District 3 City Councilor, Portland, Maine
- In office December 6, 2010 – December 5, 2016
- Preceded by: Dan Skolnik
- Succeeded by: Brian Batson

Mayor of Portland, Maine
- In office December 3, 2007 – December 6, 2008
- Preceded by: Nicholas Mavodones Jr.
- Succeeded by: Jill Duson

At-Large City Councilor, Portland, Maine
- In office December 6, 2005 – December 6, 2008
- Preceded by: Peter O’Donnell
- Succeeded by: Dory Waxman

Member of the Maine House of Representatives from the 32nd district
- In office 2002–2004
- Preceded by: John F. McDonough
- Succeeded by: John Eder

Personal details
- Born: November 17, 1959 (age 66) Methuen, Massachusetts
- Party: Democratic
- Spouse: Jennifer Southard
- Children: Kate Meghan Matt
- Alma mater: Phillips Academy Wesleyan University

= Edward Suslovic =

American politician

Edward J. Suslovic (born November 17, 1959) is an American politician and former member of the Portland City Council in Maine. Suslovic, a Democrat, previously represented part of Portland in the Maine House of Representatives from 2002 to 2004 and served as the ceremonial mayor of Portland from 2007 to 2008.
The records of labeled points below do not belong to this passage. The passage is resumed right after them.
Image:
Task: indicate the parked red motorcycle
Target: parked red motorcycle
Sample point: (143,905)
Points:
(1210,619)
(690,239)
==Education and State Legislature==
Suslovic, born in Methuen, Massachusetts, in 1959, attended Phillips Academy and proceeded to earn a bachelor's degree from Wesleyan University, where he majored in government. In 2002, Suslovic ran and defeated incumbent John F. McDonough for the Democratic nomination for District 32 in the Maine House of Representatives. McDonough registered as a Republican after his defeat and was nominated by Maine Republicans as a replacement, only to be defeated by Suslovic again in the 2002 general election. Suslovic served on the State and Local Government, Taxation, Joint Select Committee on Regionalization and Community Cooperation committees during his two years in the House of Representatives.
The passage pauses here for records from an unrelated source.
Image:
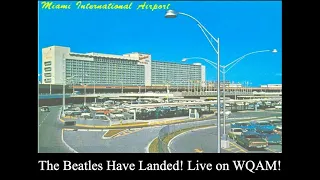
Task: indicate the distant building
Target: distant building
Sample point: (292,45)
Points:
(272,86)
(133,69)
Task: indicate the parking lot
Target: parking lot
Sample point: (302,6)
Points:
(197,141)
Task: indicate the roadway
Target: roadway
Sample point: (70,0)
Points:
(92,142)
(84,141)
(49,134)
(205,140)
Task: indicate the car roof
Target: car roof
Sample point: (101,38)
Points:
(262,122)
(242,123)
(236,128)
(250,133)
(263,129)
(275,120)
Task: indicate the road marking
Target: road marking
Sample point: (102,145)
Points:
(62,139)
(148,146)
(193,130)
(198,150)
(271,150)
(44,119)
(238,147)
(95,130)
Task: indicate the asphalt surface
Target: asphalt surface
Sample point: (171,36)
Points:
(192,141)
(49,133)
(233,117)
(92,142)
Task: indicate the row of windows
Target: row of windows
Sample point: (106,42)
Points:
(47,69)
(47,63)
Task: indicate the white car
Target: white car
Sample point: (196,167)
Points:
(97,108)
(44,109)
(85,115)
(278,107)
(227,113)
(116,115)
(101,117)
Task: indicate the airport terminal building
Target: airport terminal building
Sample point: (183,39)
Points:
(59,64)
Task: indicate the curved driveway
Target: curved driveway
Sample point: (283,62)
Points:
(49,132)
(92,142)
(206,140)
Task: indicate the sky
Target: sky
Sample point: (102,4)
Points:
(242,27)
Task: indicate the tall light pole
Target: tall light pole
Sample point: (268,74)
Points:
(173,14)
(224,71)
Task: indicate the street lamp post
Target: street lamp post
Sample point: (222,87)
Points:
(224,71)
(173,14)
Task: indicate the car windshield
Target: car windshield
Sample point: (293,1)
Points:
(276,122)
(237,130)
(267,131)
(243,124)
(252,136)
(264,123)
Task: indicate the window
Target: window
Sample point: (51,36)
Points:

In the 2004 general election Suslovic was defeated for re-election by Green Independent and fellow incumbent John Eder following a controversial redistricting process which involved a lawsuit by the Green Independent Party claiming the Democrats sought to gerrymander Eder out of office. The lawsuit was unsuccessful and Eder moved across Portland's West End to stay in district.

==Election to City Council==
In 2005, Suslovic was elected to the Portland's City Council and served as the ceremonial mayor from 2007 to 2008. During his term on the council, a discussion arose regarding plans to redevelop the Maine State Pier on Commercial Street on Portland's Waterfront. The majority of Suslovic's fellow Democrats supported a plan by Ocean Properties, which was strongly allied with Maine's Governor John Baldacci. However, Suslovic sided with the three Green Independents and one Republican on the council and backed the plan by the Olympia Companies.

In a competitive, four-way race in 2008, former Ocean Properties employee Dory Waxman defeated Suslovic's bid to return to the City Council.

==Return to City Council and current work==
In 2010, Suslovic sought to return to the Portland City Council, entering the race for the District 3 seat. Suslovic's opponent was Will Mitchell, the son of 2010 Democratic gubernatorial nominee Libby Mitchell. Despite Mitchell receiving the endorsements of multiple City Councilors, Suslovic won the election with 58% of the vote and returned to the City Council for another three-year term.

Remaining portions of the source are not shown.